Whether you are starting on a project, or even in the middle of one, question everything.
1) Question requirements
– Are they arbitrary?
– Who created them and on what premise?
– Is there a cognitive bias in play that moulded the making of the requirements?
2) State your assumptions
– If you do not know the answer to a question. Make up a logical answer and state it. This will help get clarity.
– You will be operating under your assumption whether or not you state it, so it makes more sense to get it out in the open as early as possible.
3) Track your design decisions and how they relate to the requirements
– Use a requirement tracking matrix (RTM)
– Map out what all the requirements are and where they came from (the client? assumptions? best practices?)
– Justify your design decisions.
– Map out alternative decisions that would provide a more ideal outcome, given different assumptions.

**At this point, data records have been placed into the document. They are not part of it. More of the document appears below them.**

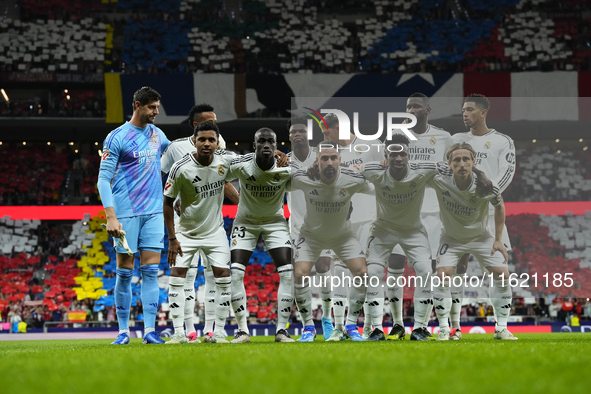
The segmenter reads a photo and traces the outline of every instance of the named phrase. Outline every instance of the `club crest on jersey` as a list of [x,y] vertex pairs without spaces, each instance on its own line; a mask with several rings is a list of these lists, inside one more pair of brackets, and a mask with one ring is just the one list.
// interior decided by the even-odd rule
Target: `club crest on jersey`
[[226,173],[226,171],[224,171],[224,167],[219,166],[218,167],[218,175],[222,176]]
[[415,181],[412,181],[412,182],[411,182],[411,183],[408,185],[408,187],[410,187],[411,189],[414,189],[415,187],[417,187],[417,184],[416,184],[416,182],[415,182]]
[[158,140],[156,139],[156,134],[152,134],[152,143],[156,144]]
[[361,148],[359,145],[355,146],[355,154],[360,155],[361,153],[363,153],[363,148]]
[[346,195],[347,195],[347,191],[341,187],[341,190],[339,190],[339,196],[345,197]]
[[300,257],[300,251],[299,250],[295,252],[295,258],[297,259],[298,257]]
[[490,149],[490,141],[487,141],[486,144],[484,144],[484,149]]
[[472,196],[472,197],[470,198],[470,202],[471,202],[472,204],[475,204],[475,203],[476,203],[476,196]]
[[369,249],[365,252],[365,257],[369,257]]
[[275,174],[275,176],[273,177],[273,182],[279,182],[281,180],[281,177],[279,176],[279,174]]
[[108,149],[105,149],[105,150],[103,151],[103,161],[104,161],[104,160],[107,160],[107,157],[109,157],[109,153],[110,153],[110,152],[111,152],[111,151],[109,151]]
[[236,238],[234,238],[234,239],[232,240],[232,246],[233,246],[233,247],[234,247],[234,246],[236,246],[236,244],[237,244],[237,243],[238,243],[238,242],[236,241]]
[[437,144],[437,138],[435,138],[435,137],[431,137],[431,139],[429,140],[429,143],[430,143],[431,145],[435,145],[435,144]]

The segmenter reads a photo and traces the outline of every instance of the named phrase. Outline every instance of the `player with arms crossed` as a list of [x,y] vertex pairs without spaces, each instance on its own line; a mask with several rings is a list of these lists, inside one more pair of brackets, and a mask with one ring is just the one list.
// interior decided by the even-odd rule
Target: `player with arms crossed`
[[[205,261],[215,277],[216,321],[210,341],[229,343],[224,326],[231,298],[230,248],[222,206],[224,185],[236,156],[225,151],[216,152],[218,136],[219,129],[212,121],[198,124],[194,133],[196,152],[172,166],[164,187],[164,220],[170,240],[168,263],[172,267],[168,296],[175,331],[168,343],[187,342],[183,329],[183,288],[191,262],[200,252],[206,256]],[[177,196],[180,196],[181,215],[175,228],[173,205]]]
[[250,342],[244,273],[259,235],[265,241],[280,278],[275,342],[294,342],[287,333],[293,306],[293,266],[291,237],[283,214],[283,197],[291,181],[291,168],[278,167],[275,163],[277,136],[273,130],[266,127],[257,130],[253,145],[255,153],[240,156],[232,162],[231,178],[228,178],[240,180],[240,204],[231,235],[232,308],[239,331],[232,343]]
[[[154,331],[158,312],[158,264],[164,238],[160,155],[170,144],[154,126],[160,94],[144,86],[133,94],[133,115],[103,143],[97,187],[107,216],[109,236],[125,238],[132,253],[140,251],[144,343],[164,343]],[[135,256],[121,246],[117,252],[115,305],[119,335],[113,345],[129,343],[131,279]]]
[[[295,117],[287,122],[287,131],[291,141],[292,151],[287,154],[293,170],[305,170],[314,164],[316,150],[310,147],[308,142],[307,119]],[[287,205],[289,206],[289,225],[292,238],[292,247],[302,228],[302,222],[306,214],[306,196],[301,190],[287,193]],[[295,252],[295,249],[294,249]],[[322,255],[315,264],[316,275],[320,278],[320,299],[322,301],[322,335],[327,340],[333,331],[331,318],[332,289],[330,285],[330,268],[332,264],[332,251],[323,250]],[[325,279],[326,278],[326,279]]]
[[[209,104],[195,105],[189,111],[189,125],[191,131],[194,132],[195,126],[199,123],[212,121],[217,122],[217,116],[213,112],[213,107]],[[219,136],[218,149],[226,149],[226,141]],[[183,158],[187,154],[195,152],[195,136],[193,133],[189,137],[179,138],[170,143],[170,145],[164,151],[161,159],[162,165],[162,176],[166,174],[172,168],[172,165]],[[238,192],[232,186],[231,183],[226,182],[224,185],[224,195],[232,201],[234,204],[238,204]],[[178,225],[180,219],[179,211],[179,200],[175,205],[175,224]],[[203,256],[201,256],[203,261]],[[215,279],[213,277],[213,271],[209,264],[203,264],[208,269],[204,270],[205,275],[205,326],[203,328],[203,340],[210,342],[213,336],[213,324],[215,321]],[[199,267],[199,255],[195,256],[194,261],[191,262],[191,267],[186,273],[185,277],[185,309],[184,311],[174,310],[174,313],[182,313],[185,320],[185,329],[187,330],[187,338],[189,343],[199,343],[197,333],[195,332],[195,325],[193,324],[193,314],[195,313],[195,278],[197,276],[197,269]],[[172,276],[171,276],[172,278]],[[170,343],[170,342],[169,342]]]
[[[486,125],[486,116],[490,110],[489,100],[481,94],[471,94],[464,99],[462,116],[464,125],[470,129],[466,133],[454,134],[454,142],[470,144],[476,152],[474,165],[484,171],[491,181],[497,185],[499,193],[503,193],[509,186],[515,175],[515,146],[513,140],[495,129],[489,129]],[[480,174],[477,174],[480,176]],[[494,233],[494,210],[489,207],[489,231]],[[511,241],[507,233],[507,227],[503,227],[503,244],[507,250],[511,250]],[[466,273],[470,255],[465,254],[460,259],[456,275],[463,276]],[[452,287],[452,306],[450,313],[451,336],[450,339],[462,339],[460,328],[460,314],[462,311],[462,299],[464,287]]]
[[[496,316],[495,339],[515,340],[507,329],[512,291],[509,286],[507,250],[502,242],[505,205],[496,187],[485,197],[476,192],[472,171],[476,152],[470,144],[452,145],[447,152],[453,177],[436,175],[430,181],[437,191],[443,230],[437,254],[439,285],[433,289],[433,300],[439,320],[437,340],[449,340],[449,311],[452,305],[450,281],[461,256],[473,254],[484,272],[493,275],[491,301]],[[488,205],[494,206],[495,235],[488,230]],[[492,251],[491,251],[492,249]],[[437,282],[435,282],[437,283]]]
[[328,340],[342,340],[345,329],[353,341],[363,341],[357,330],[357,318],[365,302],[367,287],[363,277],[367,274],[367,265],[365,251],[347,216],[355,193],[373,194],[374,190],[358,172],[339,167],[341,156],[336,142],[321,142],[316,152],[320,180],[310,180],[306,171],[297,171],[292,178],[292,189],[301,190],[306,195],[306,216],[294,255],[296,303],[304,323],[299,341],[313,342],[316,337],[310,283],[306,284],[304,277],[309,278],[312,266],[326,248],[344,260],[353,280],[361,279],[360,285],[351,287],[347,324],[343,327],[343,320],[336,320]]

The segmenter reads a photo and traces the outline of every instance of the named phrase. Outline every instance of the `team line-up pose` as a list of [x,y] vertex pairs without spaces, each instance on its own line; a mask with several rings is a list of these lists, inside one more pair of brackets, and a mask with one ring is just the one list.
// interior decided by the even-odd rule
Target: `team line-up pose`
[[[319,276],[330,276],[332,258],[335,259],[335,268],[340,267],[332,274],[345,276],[346,273],[352,275],[352,279],[361,279],[369,274],[370,279],[378,280],[370,280],[369,287],[367,281],[353,280],[350,283],[354,286],[348,288],[343,285],[334,292],[328,288],[327,280],[321,281],[324,284],[321,298],[326,340],[384,340],[384,291],[395,318],[389,339],[403,339],[402,316],[398,313],[402,299],[400,289],[387,286],[384,290],[383,286],[379,286],[379,279],[383,278],[386,265],[389,276],[400,276],[405,261],[415,268],[417,281],[421,280],[415,291],[415,327],[411,339],[429,339],[426,327],[433,300],[427,278],[434,274],[431,268],[434,243],[438,244],[436,265],[437,276],[441,279],[440,285],[435,288],[435,306],[440,323],[438,339],[461,339],[459,323],[454,321],[453,313],[453,332],[450,332],[448,322],[452,305],[461,295],[445,279],[454,271],[459,273],[464,269],[463,260],[466,257],[463,260],[460,258],[468,254],[474,254],[483,270],[494,275],[491,300],[497,317],[495,338],[516,339],[506,326],[511,289],[503,287],[501,280],[508,276],[506,246],[503,245],[508,240],[505,240],[505,216],[500,197],[502,188],[509,184],[514,171],[515,156],[514,153],[511,155],[514,148],[510,138],[486,128],[485,118],[490,104],[485,97],[471,95],[465,99],[464,121],[471,132],[454,136],[454,139],[486,135],[508,145],[508,153],[502,157],[507,162],[503,163],[506,164],[504,170],[495,168],[492,160],[483,164],[486,173],[490,171],[493,174],[492,185],[485,174],[475,168],[475,164],[483,163],[482,159],[487,155],[478,154],[468,143],[454,144],[446,149],[447,165],[442,162],[436,164],[438,157],[420,157],[427,161],[413,161],[413,154],[415,158],[420,156],[420,145],[415,145],[413,152],[413,143],[420,142],[411,142],[403,135],[395,135],[387,145],[376,140],[375,144],[370,144],[376,147],[376,152],[368,154],[357,149],[353,135],[344,141],[330,140],[339,134],[338,119],[330,115],[325,117],[328,124],[328,128],[323,128],[325,141],[316,148],[308,145],[303,118],[288,122],[289,138],[294,149],[289,155],[293,161],[293,174],[292,166],[282,166],[287,160],[277,162],[277,136],[268,128],[255,133],[253,154],[237,156],[217,150],[223,140],[215,124],[213,108],[208,105],[192,109],[190,121],[194,127],[193,135],[171,145],[164,133],[153,126],[159,102],[160,95],[148,87],[134,94],[132,119],[105,140],[98,183],[107,213],[109,235],[118,238],[125,230],[131,251],[140,250],[142,302],[146,315],[144,343],[164,343],[154,332],[158,307],[157,264],[164,223],[170,241],[169,302],[175,331],[169,341],[171,344],[199,343],[192,321],[194,280],[199,261],[209,279],[206,282],[213,282],[206,289],[209,308],[206,307],[204,340],[229,343],[224,325],[232,307],[239,325],[232,343],[250,341],[243,280],[259,235],[267,244],[280,278],[277,342],[294,341],[287,333],[294,300],[304,323],[299,341],[311,342],[315,339],[310,282],[306,285],[305,278],[314,266]],[[409,98],[407,112],[418,119],[413,133],[418,141],[428,140],[431,145],[441,143],[442,147],[448,148],[449,134],[427,123],[429,111],[429,101],[424,95],[414,94]],[[484,148],[489,149],[490,145],[486,142]],[[499,157],[507,149],[495,149],[494,156],[499,162]],[[159,156],[162,152],[161,167]],[[493,156],[493,152],[488,153],[489,157]],[[350,159],[347,160],[347,157]],[[479,158],[481,162],[477,162]],[[343,161],[351,168],[342,168]],[[160,173],[168,170],[163,196]],[[315,176],[317,179],[314,179]],[[240,197],[227,182],[236,178],[240,181]],[[144,190],[146,185],[149,185],[148,190]],[[433,223],[442,224],[439,242],[433,242],[437,235],[427,233],[424,226],[427,221],[424,195],[425,190],[430,188],[436,190],[441,208],[439,220],[435,217],[431,219]],[[288,191],[292,191],[288,196],[292,208],[291,234],[283,217],[283,198]],[[221,214],[224,193],[238,202],[231,246],[228,245]],[[488,223],[489,201],[495,207],[492,214],[494,226]],[[434,205],[432,200],[429,204]],[[427,212],[434,216],[432,213]],[[490,227],[494,227],[494,236]],[[484,250],[488,251],[488,255]],[[459,268],[456,269],[458,262]],[[113,344],[129,342],[133,263],[134,257],[118,247],[115,295],[120,332]],[[349,312],[345,323],[347,303]],[[331,306],[335,316],[334,329]],[[357,330],[357,320],[364,307],[366,324],[362,337]]]

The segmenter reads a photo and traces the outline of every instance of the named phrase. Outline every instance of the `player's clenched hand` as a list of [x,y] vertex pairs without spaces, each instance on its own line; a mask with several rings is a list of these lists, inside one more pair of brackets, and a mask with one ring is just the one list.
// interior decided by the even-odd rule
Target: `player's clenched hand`
[[107,219],[107,233],[109,234],[109,237],[120,238],[120,231],[122,228],[123,227],[117,218]]
[[507,254],[507,249],[505,248],[505,245],[503,245],[503,242],[495,241],[490,255],[492,256],[493,254],[495,254],[495,252],[501,252],[503,254],[503,257],[505,258],[505,261],[509,262],[509,255]]
[[306,175],[313,181],[317,181],[320,179],[320,168],[318,167],[318,162],[314,162],[308,170],[306,171]]
[[179,198],[174,202],[174,211],[177,215],[181,216],[181,199]]
[[277,159],[277,167],[285,167],[289,164],[289,157],[280,150],[275,151],[275,158]]
[[183,256],[183,251],[181,249],[181,244],[178,239],[173,239],[168,244],[168,265],[174,267],[176,264],[176,255]]

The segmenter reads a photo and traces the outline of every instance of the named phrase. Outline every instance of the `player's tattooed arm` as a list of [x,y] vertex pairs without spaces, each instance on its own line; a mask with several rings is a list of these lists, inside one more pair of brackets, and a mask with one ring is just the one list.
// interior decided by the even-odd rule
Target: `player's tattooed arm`
[[277,167],[285,167],[289,163],[289,157],[280,150],[275,151],[275,158],[277,159]]
[[238,205],[238,201],[240,201],[240,194],[230,182],[224,184],[224,196],[236,205]]
[[306,174],[308,175],[308,178],[313,181],[320,180],[320,167],[318,167],[318,160],[314,161],[314,164],[308,167]]
[[117,215],[115,215],[115,209],[113,207],[105,208],[105,215],[107,216],[107,233],[109,237],[121,237],[121,223],[119,223]]
[[179,243],[178,239],[176,239],[176,233],[174,229],[173,204],[174,198],[164,196],[164,205],[162,209],[164,211],[164,224],[166,225],[166,230],[168,231],[168,264],[171,267],[174,267],[176,263],[176,255],[183,255],[181,244]]
[[484,197],[493,191],[493,183],[483,171],[480,171],[478,168],[474,167],[472,169],[476,174],[476,194],[480,197]]
[[498,196],[499,203],[495,205],[495,242],[493,243],[493,248],[490,253],[492,256],[495,252],[501,252],[505,261],[509,261],[509,255],[507,254],[507,248],[503,244],[503,228],[505,227],[505,204],[501,199],[500,195]]

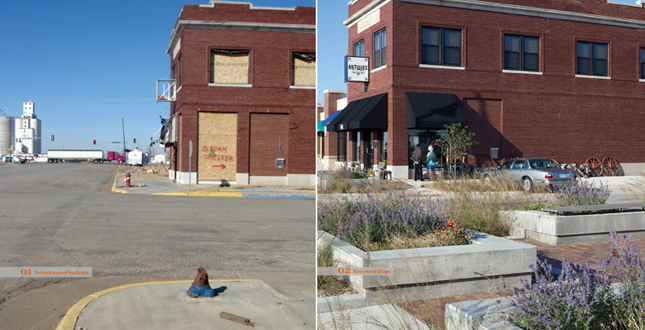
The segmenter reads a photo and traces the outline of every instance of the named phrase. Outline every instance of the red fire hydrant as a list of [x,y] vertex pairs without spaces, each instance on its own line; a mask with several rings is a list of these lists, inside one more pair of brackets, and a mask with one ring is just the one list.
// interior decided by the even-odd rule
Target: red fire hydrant
[[125,186],[130,188],[130,172],[125,173]]

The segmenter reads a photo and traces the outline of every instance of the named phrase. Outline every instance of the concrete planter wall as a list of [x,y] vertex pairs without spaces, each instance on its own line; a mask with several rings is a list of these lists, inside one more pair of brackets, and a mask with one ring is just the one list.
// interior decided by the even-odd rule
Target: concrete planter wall
[[[366,296],[387,293],[390,299],[416,300],[487,293],[504,278],[506,285],[530,281],[529,265],[537,258],[529,244],[475,232],[474,244],[377,251],[369,255],[326,232],[318,244],[331,242],[334,258],[350,267],[392,268],[390,276],[349,276],[354,289]],[[479,275],[482,274],[482,275]],[[484,277],[485,276],[485,277]]]
[[[622,284],[613,283],[619,295]],[[445,307],[446,330],[523,330],[503,320],[502,313],[512,311],[506,297],[448,303]]]
[[552,215],[540,211],[501,211],[514,224],[513,236],[566,245],[609,242],[609,231],[630,239],[645,238],[645,211]]

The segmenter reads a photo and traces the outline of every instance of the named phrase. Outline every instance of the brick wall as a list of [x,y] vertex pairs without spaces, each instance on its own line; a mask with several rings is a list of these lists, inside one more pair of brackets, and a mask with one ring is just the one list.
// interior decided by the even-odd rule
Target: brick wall
[[[338,110],[337,101],[343,98],[341,93],[325,93],[325,118],[331,116]],[[338,133],[327,131],[325,136],[325,154],[324,156],[338,155]]]
[[[291,165],[288,114],[251,114],[249,175],[284,176]],[[285,158],[285,167],[276,168],[276,158]]]
[[[605,0],[493,2],[645,21],[645,9]],[[350,102],[389,93],[388,165],[407,164],[406,92],[457,95],[467,125],[481,140],[473,149],[477,153],[499,147],[500,158],[582,162],[613,156],[623,163],[645,162],[645,117],[639,115],[645,112],[645,83],[639,81],[645,30],[403,1],[382,7],[380,17],[361,33],[356,24],[349,27],[348,48],[363,38],[366,56],[372,57],[372,35],[387,27],[386,68],[372,72],[367,86],[348,83],[347,88]],[[419,67],[422,26],[462,30],[465,70]],[[541,75],[502,72],[504,34],[540,37]],[[579,40],[609,45],[611,79],[576,77]]]

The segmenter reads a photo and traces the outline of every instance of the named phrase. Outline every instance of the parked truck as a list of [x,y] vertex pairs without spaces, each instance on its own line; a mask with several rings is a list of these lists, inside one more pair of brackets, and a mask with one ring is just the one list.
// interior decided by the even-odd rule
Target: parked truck
[[127,155],[126,165],[143,166],[150,163],[148,155],[144,154],[141,150],[132,150]]
[[119,163],[125,163],[125,156],[120,155],[116,151],[108,151],[107,160],[115,161],[115,162],[119,162]]
[[48,163],[64,162],[92,162],[103,164],[103,150],[72,150],[50,149],[47,150]]

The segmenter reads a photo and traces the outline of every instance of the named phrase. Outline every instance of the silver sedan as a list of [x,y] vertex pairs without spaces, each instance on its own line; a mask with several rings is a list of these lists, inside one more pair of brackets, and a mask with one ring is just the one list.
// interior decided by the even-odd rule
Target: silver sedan
[[534,187],[554,189],[570,185],[576,179],[576,173],[562,169],[560,164],[553,159],[546,158],[517,158],[511,159],[497,169],[481,173],[485,184],[491,182],[491,177],[510,175],[513,181],[521,182],[524,190]]

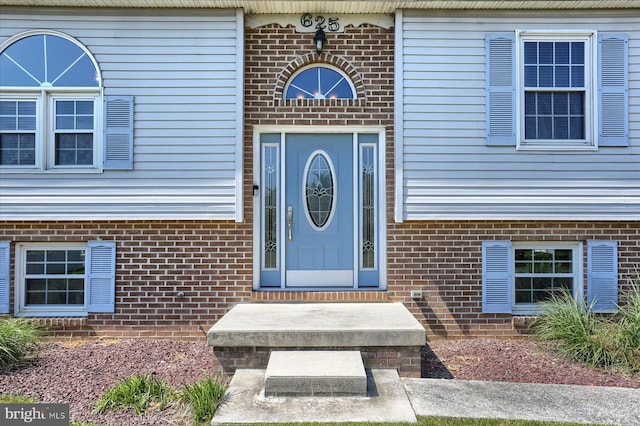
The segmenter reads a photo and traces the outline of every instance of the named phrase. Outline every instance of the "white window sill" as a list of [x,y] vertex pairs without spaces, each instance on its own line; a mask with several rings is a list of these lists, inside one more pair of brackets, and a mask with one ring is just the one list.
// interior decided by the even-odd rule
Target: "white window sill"
[[43,310],[33,308],[22,308],[16,313],[16,317],[86,317],[89,314],[86,309],[82,310]]
[[542,313],[542,308],[535,303],[514,305],[511,313],[513,316],[537,316]]
[[58,169],[34,169],[34,168],[17,168],[17,167],[0,167],[0,173],[6,174],[69,174],[69,173],[102,173],[101,169],[95,167],[87,168],[58,168]]
[[598,147],[593,145],[556,145],[553,143],[547,144],[532,144],[532,143],[520,143],[517,148],[518,151],[597,151]]

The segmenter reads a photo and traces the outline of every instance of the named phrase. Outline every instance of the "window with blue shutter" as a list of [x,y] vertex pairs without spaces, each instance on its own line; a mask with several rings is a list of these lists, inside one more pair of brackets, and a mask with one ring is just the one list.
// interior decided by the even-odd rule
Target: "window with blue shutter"
[[587,303],[594,312],[618,310],[618,244],[587,241]]
[[538,150],[629,146],[628,35],[598,34],[596,44],[595,34],[486,35],[486,145]]
[[105,96],[103,168],[133,169],[133,96]]
[[87,247],[87,311],[114,312],[115,241],[89,241]]
[[629,146],[629,40],[598,35],[599,146]]
[[511,241],[482,242],[482,312],[511,313],[513,250]]
[[11,246],[8,241],[0,241],[0,314],[10,312],[10,256]]

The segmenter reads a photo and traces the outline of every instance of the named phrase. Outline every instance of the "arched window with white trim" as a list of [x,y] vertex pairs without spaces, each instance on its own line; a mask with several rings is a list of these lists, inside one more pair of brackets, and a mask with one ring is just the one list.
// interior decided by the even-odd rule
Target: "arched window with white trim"
[[285,99],[355,99],[351,79],[340,69],[314,64],[294,73],[284,90]]
[[98,168],[101,87],[78,41],[31,31],[0,45],[0,170]]

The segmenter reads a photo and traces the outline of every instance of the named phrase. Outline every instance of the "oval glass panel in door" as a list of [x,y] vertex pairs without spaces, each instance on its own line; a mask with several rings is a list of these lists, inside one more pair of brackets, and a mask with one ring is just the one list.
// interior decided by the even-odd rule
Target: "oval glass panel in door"
[[305,213],[317,230],[331,223],[335,208],[335,173],[333,163],[324,151],[314,151],[309,156],[303,174]]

The more dialog that is created the better (to an extent that is). However, if there is more dialog than action, then you may start entering the zone of analysis paralysis. This can happen when there is an unrecognized disparity between human cognitive models having a discourse. Some people are what are called “internal-processors”, whereas others are “external-processors”.
Internal-processors think through their fabric of thoughts internally, then convey the result of their conclusion to the other person. It is deliberate and follows a logical structure.
External-processors think out loud with half-ready thoughts that iterate quickly and may even be contrary in the process.
It may be frustrating for some people of one type to have a conversation with the other type because they may interpret the conversational responses differently. Is the person an internal-processor? Or are they disengaged from the conversation and silent? Are they an external-processor? Or are they completely on a different page, with a different understanding and conclusion?
If you can understand a perspective, then you can understand motives and actions. Try to walk in the shoes (mentally) of everyone you are working with. What drives them? What guides their decisions? What is fundamentally important to them, regardless of the specifics of the project? The more you do this, the better (and shorter) your conversations will be.